Her reforms make explicit that the default answer to brownfield development should be “yes” and promote house-building at greater densities in urban centres, like towns and cities across the UK.

However, as there is not enough brownfield land in the country to meet housing needs, the government will allow the targeted release of so-called grey belt land, which includes disused petrol stations and car parks on parts of protected land known as the green belt.

Green belt land issued will have to abide by a set of “golden rules” ensuring the development provides 50 percent affordable homes—emphasising social rent—and must have access to green spaces and infrastructure such as doctors surgeries and schools.

Local authorities will rely on 2014 data to calculate just how much land they must allocate for the new housing scheme.

The deputy prime minister said: “Rather than relying on outdated data, this new method will require local authorities to plan for homes proportionate to the size of existing communities, and it will incorporate an uplift where house prices are most out of step with local incomes.

“The collective total of these local targets will therefore rise from some 300,000 a year to just over 370,000 a year.”

‘Council House Revolution’

Ministers are also laying the groundwork for universal local plan coverage across England.

With only a third of councils currently having a plan that is under five years old, ministers will be ready to intervene to ensure they all have one in place by a specified point next year, taking over a local plan if insufficient progress is made.

Rayner also unveiled immediate measures to counter the decline in the number of social and affordable housing through new flexibilities for councils, including allowing them to use their right-to-buy receipts to build and buy more social homes.

“Today I’m calling on local authorities, housing associations, and industry to work with me to deliver a council house revolution,” Rayner told Parliament, promising the “biggest boost to social and affordable housing in a generation.”

Details of government investment in the form of direct grant funding for social and affordable housing, as well as on rent stability, will be brought forward at the autumn Spending Review.

Under Labour’s new building requirements, houses no longer have to be “beautiful,” which was a Conservative government expectation, arguing this is a subjective term and difficult to define, leading to inconsistent decision-making on applications.

Rather, Labour’s manifesto used different language, outlining instead its aim for “exemplary” development to be “the norm not the exception.”

Rayner defended the cut to London’s annual homes target from 100,000 to 80,000, saying the previous ambition “based on an arbitrary uplift was absolute nonsense,” and that the mayor of London “is determined to rise to” the new target.

However, Sam Richards, chief executive of pro-growth campaign group Britain Remade, said on Tuesday: “It is a mistake to cut London’s 100,000 homes per year target by 20,000.

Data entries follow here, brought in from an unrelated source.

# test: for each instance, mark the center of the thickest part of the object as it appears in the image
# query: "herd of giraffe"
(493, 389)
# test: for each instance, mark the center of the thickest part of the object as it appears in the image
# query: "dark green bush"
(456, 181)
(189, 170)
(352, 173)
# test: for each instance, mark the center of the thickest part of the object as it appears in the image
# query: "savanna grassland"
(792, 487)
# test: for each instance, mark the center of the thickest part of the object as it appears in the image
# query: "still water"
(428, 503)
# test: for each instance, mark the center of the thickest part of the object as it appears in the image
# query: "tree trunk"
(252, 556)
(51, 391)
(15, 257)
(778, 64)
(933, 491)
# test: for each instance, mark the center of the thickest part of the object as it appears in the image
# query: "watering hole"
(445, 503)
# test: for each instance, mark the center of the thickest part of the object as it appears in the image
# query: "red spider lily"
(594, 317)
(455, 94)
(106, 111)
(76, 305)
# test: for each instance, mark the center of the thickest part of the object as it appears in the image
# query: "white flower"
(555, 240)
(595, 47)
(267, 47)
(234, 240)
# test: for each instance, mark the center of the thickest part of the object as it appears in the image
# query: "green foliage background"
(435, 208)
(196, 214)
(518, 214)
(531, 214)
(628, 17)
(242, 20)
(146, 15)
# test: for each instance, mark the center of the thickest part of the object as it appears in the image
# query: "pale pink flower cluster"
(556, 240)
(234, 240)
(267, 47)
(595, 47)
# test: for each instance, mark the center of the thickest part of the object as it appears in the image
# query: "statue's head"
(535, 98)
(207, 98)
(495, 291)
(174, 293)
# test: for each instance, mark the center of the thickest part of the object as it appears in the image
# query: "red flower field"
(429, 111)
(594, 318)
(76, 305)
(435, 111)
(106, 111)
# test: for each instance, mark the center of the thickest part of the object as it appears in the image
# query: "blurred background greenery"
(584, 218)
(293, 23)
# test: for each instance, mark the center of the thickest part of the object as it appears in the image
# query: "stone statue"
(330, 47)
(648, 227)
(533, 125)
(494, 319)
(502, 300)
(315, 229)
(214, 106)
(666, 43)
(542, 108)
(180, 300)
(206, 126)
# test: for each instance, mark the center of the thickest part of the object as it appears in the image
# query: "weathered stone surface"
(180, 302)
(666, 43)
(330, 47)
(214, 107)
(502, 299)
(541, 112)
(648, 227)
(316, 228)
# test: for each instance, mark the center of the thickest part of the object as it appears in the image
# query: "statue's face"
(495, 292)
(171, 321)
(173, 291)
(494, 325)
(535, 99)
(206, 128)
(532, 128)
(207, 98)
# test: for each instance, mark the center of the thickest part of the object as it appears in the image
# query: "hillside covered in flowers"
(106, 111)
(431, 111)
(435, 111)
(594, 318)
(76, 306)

“London has Britain’s most acute housing shortage, and cities across the world show that 100,000 homes per year can be done.”

Richards suggested that the revised “NPPF contains a number of necessary changes” and that “it is right that housing targets are now based on affordability and that they are tougher, while breaking the taboo on the green belt is brave and necessary.”

The new draft NPPF will go out to consultation for eight weeks from Tuesday.

PA Media contributed to this report.